When and how human life begins and what it constitutes are matters that Parliament is unable to answer by passing any number of statutes. The existence of a human life is a fact: it is inherent in nature and it can never be made the subject of a legal fiction. So long as the Charter exists, Parliament cannot unjustly deprive anyone of his or her life, however small or insignificant it may seem to be.

The status that the therapeutic abortion provisions of the Criminal Code today impose upon unborn children is not unlike the inferior status suffered by Canadian women prior to “the Person’s case” in 1930.

Immediately after World War I, women were accorded the right to vote in federal elections and sit in the House of Commons, but they were not allowed to be named to the Senate.

A constitutional reference was made to the Supreme Court of Canada to answer the question of whether the British North America Act allowed women to sit in the Senate.

The Supreme Court of Canada unanimously stated that they could not.

Nothing daunted, Henrietta Muir Edwards appealed to the Privy Council in England which was then the Court of last resort for Canada.

The decision of the Supreme Court of Canada was reversed and women were declared to be persons within the meaning of the BNA’s Act and entitled to be appointed to the senate. It was the courts and not Parliament who enunciated this new status for Canadian women in 1930. Our position is that the common law, the statutes and the Charter endow the Courts with all of the requisite elements to make a similar declaration in favour of the status of unborn children today.

In “the Person’s case” of 1930, Lord Sankey described Canada’s Constitution as “a living tree capable of growth and expansion within its natural limits.” He, and other judges and constitutional scholars have said many times over that the laws which comprise Canada’s constitution ought not to be construed in a narrow spirit of legalism, but liberally; not so much on mere verbal critism of the meaning of single words, as upon the objects and general principles declared in these instruments, and so to adapt their language to the new developments and perception of the times.

Mr.

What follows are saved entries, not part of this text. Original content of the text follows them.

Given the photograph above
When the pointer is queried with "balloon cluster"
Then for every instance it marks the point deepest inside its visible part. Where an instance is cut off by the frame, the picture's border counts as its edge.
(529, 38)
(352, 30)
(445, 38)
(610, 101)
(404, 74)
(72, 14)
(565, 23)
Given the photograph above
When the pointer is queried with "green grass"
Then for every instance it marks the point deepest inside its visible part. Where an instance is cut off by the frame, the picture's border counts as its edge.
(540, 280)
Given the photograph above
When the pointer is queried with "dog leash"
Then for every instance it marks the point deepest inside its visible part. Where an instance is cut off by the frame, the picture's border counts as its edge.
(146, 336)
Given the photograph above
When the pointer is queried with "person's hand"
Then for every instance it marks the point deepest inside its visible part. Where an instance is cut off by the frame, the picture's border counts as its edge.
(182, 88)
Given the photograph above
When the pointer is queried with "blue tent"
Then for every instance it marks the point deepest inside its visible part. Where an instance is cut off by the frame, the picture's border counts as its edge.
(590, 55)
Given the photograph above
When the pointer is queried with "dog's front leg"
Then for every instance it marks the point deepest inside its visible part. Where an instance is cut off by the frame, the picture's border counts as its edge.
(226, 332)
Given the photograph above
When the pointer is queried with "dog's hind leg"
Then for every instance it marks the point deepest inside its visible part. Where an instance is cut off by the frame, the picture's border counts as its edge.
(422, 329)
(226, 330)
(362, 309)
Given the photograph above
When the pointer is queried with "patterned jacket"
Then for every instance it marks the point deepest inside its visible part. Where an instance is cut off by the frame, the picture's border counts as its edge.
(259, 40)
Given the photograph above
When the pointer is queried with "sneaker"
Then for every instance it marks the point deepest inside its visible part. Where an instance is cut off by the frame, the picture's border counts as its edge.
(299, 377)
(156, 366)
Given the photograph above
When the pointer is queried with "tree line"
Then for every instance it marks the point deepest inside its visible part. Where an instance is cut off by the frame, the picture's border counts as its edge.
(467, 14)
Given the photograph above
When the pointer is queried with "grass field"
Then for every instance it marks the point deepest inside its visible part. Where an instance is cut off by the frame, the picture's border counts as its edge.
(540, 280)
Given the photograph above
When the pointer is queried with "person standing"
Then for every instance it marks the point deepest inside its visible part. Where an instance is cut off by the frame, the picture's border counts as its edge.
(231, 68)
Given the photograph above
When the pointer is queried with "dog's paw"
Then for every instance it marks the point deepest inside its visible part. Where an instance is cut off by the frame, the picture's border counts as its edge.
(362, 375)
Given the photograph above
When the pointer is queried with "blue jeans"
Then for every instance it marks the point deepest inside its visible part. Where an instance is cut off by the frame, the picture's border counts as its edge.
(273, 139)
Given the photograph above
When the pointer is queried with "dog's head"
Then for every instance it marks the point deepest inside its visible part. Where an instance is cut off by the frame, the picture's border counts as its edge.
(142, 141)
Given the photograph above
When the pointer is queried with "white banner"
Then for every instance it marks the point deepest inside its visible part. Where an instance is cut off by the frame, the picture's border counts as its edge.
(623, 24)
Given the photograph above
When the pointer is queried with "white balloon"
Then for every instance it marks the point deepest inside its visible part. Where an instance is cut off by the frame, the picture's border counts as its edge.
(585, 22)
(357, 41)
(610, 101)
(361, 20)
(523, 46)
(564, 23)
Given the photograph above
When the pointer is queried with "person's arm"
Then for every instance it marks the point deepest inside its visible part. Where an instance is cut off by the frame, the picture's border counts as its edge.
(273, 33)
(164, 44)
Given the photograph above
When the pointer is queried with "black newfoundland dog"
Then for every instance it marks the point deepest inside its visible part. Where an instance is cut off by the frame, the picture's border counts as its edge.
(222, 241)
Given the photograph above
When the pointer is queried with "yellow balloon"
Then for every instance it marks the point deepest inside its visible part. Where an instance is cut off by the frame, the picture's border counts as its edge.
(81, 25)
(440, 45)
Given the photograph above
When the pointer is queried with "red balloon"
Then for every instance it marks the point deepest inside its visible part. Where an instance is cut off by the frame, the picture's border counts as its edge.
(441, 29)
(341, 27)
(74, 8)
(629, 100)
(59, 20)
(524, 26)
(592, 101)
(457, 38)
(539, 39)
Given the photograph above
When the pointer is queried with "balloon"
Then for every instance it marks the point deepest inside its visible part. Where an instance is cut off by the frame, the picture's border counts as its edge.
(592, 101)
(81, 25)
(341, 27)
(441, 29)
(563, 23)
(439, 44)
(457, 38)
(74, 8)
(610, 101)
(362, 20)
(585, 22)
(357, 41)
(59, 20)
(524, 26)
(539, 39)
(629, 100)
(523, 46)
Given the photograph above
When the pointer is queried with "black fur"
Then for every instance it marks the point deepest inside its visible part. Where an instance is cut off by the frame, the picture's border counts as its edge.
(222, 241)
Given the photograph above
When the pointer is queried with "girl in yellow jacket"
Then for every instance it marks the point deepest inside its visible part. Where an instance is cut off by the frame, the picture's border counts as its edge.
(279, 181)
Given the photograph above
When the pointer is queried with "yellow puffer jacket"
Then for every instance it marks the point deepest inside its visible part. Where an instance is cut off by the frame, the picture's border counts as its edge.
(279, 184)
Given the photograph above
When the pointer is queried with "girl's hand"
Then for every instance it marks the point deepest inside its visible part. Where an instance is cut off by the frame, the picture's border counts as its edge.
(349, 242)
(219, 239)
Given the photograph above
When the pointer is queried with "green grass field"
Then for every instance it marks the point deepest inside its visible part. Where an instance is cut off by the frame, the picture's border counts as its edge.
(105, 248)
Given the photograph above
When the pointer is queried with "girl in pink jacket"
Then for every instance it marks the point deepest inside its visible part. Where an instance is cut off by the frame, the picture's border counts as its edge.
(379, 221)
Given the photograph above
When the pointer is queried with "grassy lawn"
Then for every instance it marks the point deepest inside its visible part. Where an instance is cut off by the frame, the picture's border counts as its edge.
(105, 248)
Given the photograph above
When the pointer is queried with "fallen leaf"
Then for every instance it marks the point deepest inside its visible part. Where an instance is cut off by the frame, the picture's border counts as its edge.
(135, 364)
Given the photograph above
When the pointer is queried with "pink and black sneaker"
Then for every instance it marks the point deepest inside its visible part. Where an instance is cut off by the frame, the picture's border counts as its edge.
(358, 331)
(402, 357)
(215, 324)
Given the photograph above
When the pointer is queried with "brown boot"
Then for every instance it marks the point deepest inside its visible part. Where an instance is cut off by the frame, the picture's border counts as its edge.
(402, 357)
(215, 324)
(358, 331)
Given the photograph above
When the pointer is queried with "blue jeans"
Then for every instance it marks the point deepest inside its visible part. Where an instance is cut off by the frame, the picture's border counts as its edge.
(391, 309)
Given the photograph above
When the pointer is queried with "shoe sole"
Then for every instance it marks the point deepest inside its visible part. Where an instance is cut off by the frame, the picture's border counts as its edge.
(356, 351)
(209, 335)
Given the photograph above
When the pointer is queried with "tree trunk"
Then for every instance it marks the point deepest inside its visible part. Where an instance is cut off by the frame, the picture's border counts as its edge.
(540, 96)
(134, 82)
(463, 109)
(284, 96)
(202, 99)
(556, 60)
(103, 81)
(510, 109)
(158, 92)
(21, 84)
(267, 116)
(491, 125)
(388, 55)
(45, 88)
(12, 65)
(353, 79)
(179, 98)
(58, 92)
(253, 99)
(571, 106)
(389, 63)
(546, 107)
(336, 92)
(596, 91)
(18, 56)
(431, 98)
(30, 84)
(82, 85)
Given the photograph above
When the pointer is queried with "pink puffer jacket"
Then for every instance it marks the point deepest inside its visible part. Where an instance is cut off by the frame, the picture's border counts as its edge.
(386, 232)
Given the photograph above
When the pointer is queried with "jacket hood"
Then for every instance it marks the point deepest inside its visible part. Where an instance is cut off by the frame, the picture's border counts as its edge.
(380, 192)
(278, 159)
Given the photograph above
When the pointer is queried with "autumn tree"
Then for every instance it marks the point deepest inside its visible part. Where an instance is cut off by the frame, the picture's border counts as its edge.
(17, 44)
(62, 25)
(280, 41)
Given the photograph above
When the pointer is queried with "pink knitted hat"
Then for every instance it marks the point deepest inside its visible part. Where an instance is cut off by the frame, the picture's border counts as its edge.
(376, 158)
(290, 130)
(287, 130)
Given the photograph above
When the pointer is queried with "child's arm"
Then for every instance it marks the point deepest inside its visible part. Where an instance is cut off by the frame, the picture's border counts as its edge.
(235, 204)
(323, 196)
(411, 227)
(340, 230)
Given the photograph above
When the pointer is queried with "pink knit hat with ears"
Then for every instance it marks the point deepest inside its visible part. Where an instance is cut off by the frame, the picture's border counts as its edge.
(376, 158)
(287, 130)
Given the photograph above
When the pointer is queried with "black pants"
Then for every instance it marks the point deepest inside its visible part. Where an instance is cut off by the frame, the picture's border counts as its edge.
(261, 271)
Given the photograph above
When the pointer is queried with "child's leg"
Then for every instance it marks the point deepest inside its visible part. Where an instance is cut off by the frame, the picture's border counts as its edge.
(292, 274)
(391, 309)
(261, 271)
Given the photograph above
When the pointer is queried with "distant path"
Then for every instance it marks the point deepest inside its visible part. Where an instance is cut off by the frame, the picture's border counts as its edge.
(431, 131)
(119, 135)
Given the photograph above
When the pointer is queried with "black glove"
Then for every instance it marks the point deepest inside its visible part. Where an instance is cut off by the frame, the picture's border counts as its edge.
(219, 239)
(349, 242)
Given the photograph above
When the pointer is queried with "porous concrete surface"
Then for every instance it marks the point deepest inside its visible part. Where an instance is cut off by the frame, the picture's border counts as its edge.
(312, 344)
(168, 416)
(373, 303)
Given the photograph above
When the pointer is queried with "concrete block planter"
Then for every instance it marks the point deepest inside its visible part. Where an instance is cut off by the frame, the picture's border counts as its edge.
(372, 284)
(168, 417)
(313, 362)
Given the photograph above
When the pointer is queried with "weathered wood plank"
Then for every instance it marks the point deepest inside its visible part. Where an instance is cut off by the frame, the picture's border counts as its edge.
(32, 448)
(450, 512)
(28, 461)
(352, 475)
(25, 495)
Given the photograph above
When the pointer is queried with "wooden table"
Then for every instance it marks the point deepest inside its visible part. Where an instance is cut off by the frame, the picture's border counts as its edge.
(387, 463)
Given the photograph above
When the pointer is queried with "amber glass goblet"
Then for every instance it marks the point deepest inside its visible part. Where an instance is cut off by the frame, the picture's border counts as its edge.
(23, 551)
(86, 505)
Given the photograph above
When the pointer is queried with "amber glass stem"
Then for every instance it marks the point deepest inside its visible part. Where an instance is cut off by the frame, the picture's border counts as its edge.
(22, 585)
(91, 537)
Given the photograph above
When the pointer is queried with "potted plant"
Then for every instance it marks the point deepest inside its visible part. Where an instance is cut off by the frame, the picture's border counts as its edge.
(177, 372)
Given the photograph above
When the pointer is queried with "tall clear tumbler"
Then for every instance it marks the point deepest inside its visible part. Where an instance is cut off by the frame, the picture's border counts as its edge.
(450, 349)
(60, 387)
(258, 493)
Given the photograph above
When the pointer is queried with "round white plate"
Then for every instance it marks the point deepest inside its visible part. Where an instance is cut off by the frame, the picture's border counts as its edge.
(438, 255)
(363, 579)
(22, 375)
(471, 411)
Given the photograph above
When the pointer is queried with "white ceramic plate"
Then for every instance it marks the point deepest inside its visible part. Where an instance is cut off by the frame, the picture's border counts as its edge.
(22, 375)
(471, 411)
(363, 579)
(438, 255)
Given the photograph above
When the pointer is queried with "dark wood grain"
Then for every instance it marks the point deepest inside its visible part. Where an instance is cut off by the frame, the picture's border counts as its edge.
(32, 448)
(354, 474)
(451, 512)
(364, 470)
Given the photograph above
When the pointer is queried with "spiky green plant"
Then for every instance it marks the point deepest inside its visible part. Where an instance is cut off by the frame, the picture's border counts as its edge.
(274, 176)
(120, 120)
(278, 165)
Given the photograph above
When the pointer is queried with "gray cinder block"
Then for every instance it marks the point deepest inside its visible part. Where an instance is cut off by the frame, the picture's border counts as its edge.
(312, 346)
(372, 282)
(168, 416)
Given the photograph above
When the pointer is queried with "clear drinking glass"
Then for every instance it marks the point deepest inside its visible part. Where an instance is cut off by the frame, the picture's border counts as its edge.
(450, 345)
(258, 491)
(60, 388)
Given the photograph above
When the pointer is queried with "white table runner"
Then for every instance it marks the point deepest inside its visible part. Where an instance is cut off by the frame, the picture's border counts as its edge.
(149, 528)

Justice Matheson recognized the great advances of science and medicine that can be enjoyed by all today, and the new perceptions of which all persons, great and small, very young and very old are the beneficiaries. He has performed an outstanding service in writing the first decision in which “the facts of life” have been established and judicially articulated. There can now be no forum, judicial or legislative that can ignore the basic facts that have been established in this case.

What we ask is a declaration under the Charter that the life of the unborn child, like the life of the mother who carries that child be considered; and that the child not be deprived of life unless his existence and hers are medically incompatible. For we know that our world and al that is in it depend upon both mother and child. We know that as mother and child go, so goes the world.

To this end, we shall soon be launching an appeal to the Court of Appeal Saskatchewan.